La Commissione X della Camera dei Deputati ha iniziato il ciclo di audizioni per conoscere meglio il fenomeno dell’automazione industriale 4.0. Prima di questa iniziativa il Governo aveva cercato di fare propria la questione, ma i risultati ad oggi risultano inesistenti.
Come affrontare dunque una tematica così complessa e, allo stesso tempo, innovativa in grado di far progredire la manifattura italiana a livelli mai visti precedentemente?
Nonostante la crisi e il calo di produzione industriale degli ultimi anni e nonostante il crollo della produttività del lavoro (ai minimi rispetto al 2001), l’Italia è ancora fra i Paesi in cui il manifatturiero ha un peso importante all’interno della propria economia. Nello specifico, il settore manifatturiero italiano genera un fatturato di 871 miliardi di euro e un valore aggiunto di circa 225 miliardi, interessando più di 400 mila imprese e impiegando circa 4 milioni di addetti. (1)
(1) Fonte: Eurostat
FONTE: The World Bank, 2014
Ed è proprio questo il punto da cui partire per aprire le porte all’Industria 4.0, seguendo l’esempio dei Paesi ad alta percentuale di manifatturiero su PIL. Cina, Corea, Germania, India hanno puntato sull’automazione e l’innovazione sei meccanismi industriali per poter primeggiare in un mercato sempre più competitivo.

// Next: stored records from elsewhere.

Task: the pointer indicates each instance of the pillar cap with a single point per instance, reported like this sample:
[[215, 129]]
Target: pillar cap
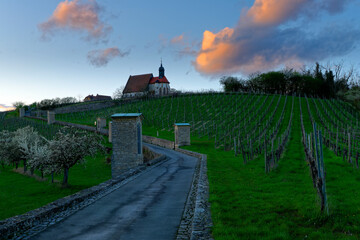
[[126, 115], [182, 124]]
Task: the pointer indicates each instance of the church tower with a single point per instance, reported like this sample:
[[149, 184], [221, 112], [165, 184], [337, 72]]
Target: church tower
[[161, 71]]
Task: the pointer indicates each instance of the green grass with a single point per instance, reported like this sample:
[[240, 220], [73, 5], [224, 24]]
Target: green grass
[[246, 203], [20, 193]]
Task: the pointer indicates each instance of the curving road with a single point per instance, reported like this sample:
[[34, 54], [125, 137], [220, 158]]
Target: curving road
[[149, 207]]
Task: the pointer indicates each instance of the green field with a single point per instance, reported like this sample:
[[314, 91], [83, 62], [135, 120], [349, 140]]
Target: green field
[[246, 202]]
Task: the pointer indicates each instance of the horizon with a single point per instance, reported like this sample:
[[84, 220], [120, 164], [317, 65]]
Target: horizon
[[77, 48]]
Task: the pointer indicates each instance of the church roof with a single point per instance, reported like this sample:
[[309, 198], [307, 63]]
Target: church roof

Le problematiche che impediscono all’Italia di raggiungere i leader dell’industrializzazione sono note: carenze infrastrutturali, scarsa propensione alla digitalizzazione, normative obsolete, mancanza di cultura sia all’interno sia all’esterno delle aziende, assenza di una visione strategica nazionale.
Relativamente a questi ultimi due aspetti l’amministrazione di turno ha operato in modo distratto e approssimativo negli anni. Per quanto riguarda infatti la cultura manageriale all’interno dell’impresa si sono incentivate visioni di medio/breve periodo, soprattutto durante la crisi, per recuperare parzialmente i margini di produttività perduta,
Allo stesso modo non sono stati facilitati alcuni processi al di fuori della mera competenza aziendale. Il tessuto italiano di PMI infatti, sfavorito proprio per le sue dimensioni ridotte nella fase di investimento in R&D, ha sofferto dei lunghi tempi di acquisizione e applicazione delle tecnologie più avanzate e non è mai stato incentivato in modo strutturale ad applicare tali migliorie al proprio sistema produttivo e organizzativo. Rimanendo così tagliato fuori dal mercato industriale post-globalizzazione.

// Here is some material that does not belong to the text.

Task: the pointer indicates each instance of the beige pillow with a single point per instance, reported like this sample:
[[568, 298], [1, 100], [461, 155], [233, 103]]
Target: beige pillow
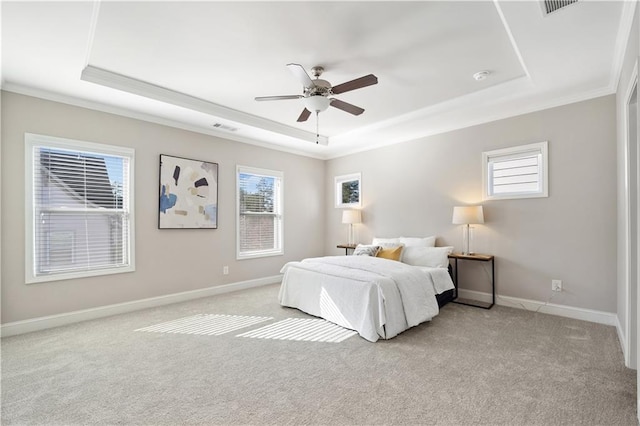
[[434, 257], [392, 253], [418, 241]]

L’Italia infatti possiede aziende dalle dimensioni mediamente più piccole rispetto ai Paesi leader nel settore industriale e necessita quindi di un’implementazione tecnologica ad hoc. L’innovazione e le tecnologie 4.0 possono e devono così diventare il punto di contatto delle PMI per poter fare il salto di qualità, ma anche di quantità. E il processo deve avere un duplice formato: verticale e orizzontale.
Verticale nell’implementazione tecnologica e nell’automatizzazione del processo produttivo. Dove il traino viene dalle aziende di maggiori dimensioni e dalle reti di PMI in cui le aziende sono integrate per gestire tutte le fasi di applicazione dei requisiti (tecnologici, manageriali, occupazionali) per passare all’Industria 4.0. Orizzontale nell’approccio al mercato e al prodotto, nonché nell’interscambio di dati e informazioni che il nuovo paradigma industriale genererà in modo crescente.